A memorial to Second World War flying hero Robert Hampton “Hammy” Gray was officially dedicated in front of esteemed guests at the B.C. Aviation Museum in North Saanich on Sunday.
Gray was the last Second World War soldier to be awarded the British Empire’s highest military honour, the Victoria Cross, posthumously.
In the early morning of Aug. 9, 1945, who spent his formative years in Trail and Nelson, led nine Canadian Naval Reserve aircraft in an attack on Japanese navy ships in Onagawa Bay, on Japan’s northeastern coast. Although Gray’s plane was hit and burst into flames while flying low to engage a destroyer, he managed to release a bomb and sink the attacking vessel before crashing into the bay.
Japan raised a memorial to Gray overlooking the bay at the request of comrades in the Royal Canadian Naval Volunteer Service in 1989.
“Now, we have a memorial site here in Canada where Canadians – and in particular, Canadian youth – can learn about the heroism and contribution that Lt. Hampton Gray made in serving Canada,” Royal Canadian Air Force commander Lt.-Gen. Al Meinzinger said during the unveiling.
The front of the three-panel stone monument, designed by local artist Illarion Gallant, includes descriptions of Gray’s life, service and final act of valour.
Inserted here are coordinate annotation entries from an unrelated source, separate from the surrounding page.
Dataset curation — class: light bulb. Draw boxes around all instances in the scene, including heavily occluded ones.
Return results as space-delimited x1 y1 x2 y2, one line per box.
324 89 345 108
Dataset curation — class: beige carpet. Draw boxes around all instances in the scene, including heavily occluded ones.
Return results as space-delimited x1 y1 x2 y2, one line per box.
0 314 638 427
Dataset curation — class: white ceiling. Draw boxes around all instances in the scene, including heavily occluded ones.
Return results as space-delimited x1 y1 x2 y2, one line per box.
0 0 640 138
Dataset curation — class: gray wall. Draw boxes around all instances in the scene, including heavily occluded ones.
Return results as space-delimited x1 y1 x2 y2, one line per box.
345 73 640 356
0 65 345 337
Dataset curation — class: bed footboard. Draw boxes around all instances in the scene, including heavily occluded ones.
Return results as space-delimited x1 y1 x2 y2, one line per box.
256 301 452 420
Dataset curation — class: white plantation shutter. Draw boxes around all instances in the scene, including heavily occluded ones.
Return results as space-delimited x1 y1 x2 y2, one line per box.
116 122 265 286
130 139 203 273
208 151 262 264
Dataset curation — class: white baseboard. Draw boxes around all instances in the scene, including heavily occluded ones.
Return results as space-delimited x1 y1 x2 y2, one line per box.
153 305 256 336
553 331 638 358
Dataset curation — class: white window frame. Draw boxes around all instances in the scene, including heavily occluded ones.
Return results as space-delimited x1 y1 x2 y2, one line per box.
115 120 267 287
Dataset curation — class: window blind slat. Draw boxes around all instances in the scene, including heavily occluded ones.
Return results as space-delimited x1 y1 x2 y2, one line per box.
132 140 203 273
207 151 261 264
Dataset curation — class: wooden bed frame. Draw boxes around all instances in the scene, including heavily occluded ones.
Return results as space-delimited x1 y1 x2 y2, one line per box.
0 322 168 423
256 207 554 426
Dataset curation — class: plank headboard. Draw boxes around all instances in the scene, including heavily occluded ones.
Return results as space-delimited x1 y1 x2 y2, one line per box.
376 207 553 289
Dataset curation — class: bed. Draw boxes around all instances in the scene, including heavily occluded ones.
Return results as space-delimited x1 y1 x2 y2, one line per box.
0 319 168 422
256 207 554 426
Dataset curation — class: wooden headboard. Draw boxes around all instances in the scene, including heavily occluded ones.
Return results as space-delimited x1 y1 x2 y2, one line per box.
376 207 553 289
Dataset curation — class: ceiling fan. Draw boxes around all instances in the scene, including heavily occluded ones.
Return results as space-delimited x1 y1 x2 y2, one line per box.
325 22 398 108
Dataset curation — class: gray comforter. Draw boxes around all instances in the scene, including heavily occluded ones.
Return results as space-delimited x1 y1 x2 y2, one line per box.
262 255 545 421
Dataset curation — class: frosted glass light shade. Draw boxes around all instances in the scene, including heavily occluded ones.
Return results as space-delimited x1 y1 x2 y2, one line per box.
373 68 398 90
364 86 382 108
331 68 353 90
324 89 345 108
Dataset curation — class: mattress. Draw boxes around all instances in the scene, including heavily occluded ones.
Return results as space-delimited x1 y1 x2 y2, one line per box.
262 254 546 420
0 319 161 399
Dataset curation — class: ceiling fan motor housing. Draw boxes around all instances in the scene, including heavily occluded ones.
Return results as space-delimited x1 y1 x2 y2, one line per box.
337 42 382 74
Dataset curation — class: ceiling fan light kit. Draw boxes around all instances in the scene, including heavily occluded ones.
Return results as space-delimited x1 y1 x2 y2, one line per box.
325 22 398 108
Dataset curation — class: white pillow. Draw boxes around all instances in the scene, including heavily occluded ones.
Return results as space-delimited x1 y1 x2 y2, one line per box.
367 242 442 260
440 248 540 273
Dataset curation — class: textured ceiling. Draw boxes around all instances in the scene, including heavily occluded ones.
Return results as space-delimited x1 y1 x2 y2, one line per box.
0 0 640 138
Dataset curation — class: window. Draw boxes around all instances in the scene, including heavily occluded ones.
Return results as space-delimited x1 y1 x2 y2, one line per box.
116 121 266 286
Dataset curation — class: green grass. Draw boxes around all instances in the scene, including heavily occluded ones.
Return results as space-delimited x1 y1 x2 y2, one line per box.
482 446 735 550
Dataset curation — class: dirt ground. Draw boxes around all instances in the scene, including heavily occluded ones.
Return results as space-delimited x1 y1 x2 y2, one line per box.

A rear wall with maple leaf-shaped holes is meant to hold flowers left by admirers, Gallant said.
The ceremony featured addresses from B.C. Lt.-Gov. Janet Austin; Takashi Hatori, Consul General for Japan in Vancouver; Saanich North MLA Adam Olsen and the commanders of Maritime Forces Pacifica and the Royal Canadian Air Force and Navy. Attendees also witnessed flyovers from 443 Maritime Helicopter Squadron and YAK Flight.
“The naval and military community is amazingly generous in keeping the history of their work alive,” said Anne George, Gray’s niece and one of several of his descendants in attendance. “They’re using (Lt. Gray) as a focal point, but they respect all people that fought in the war.”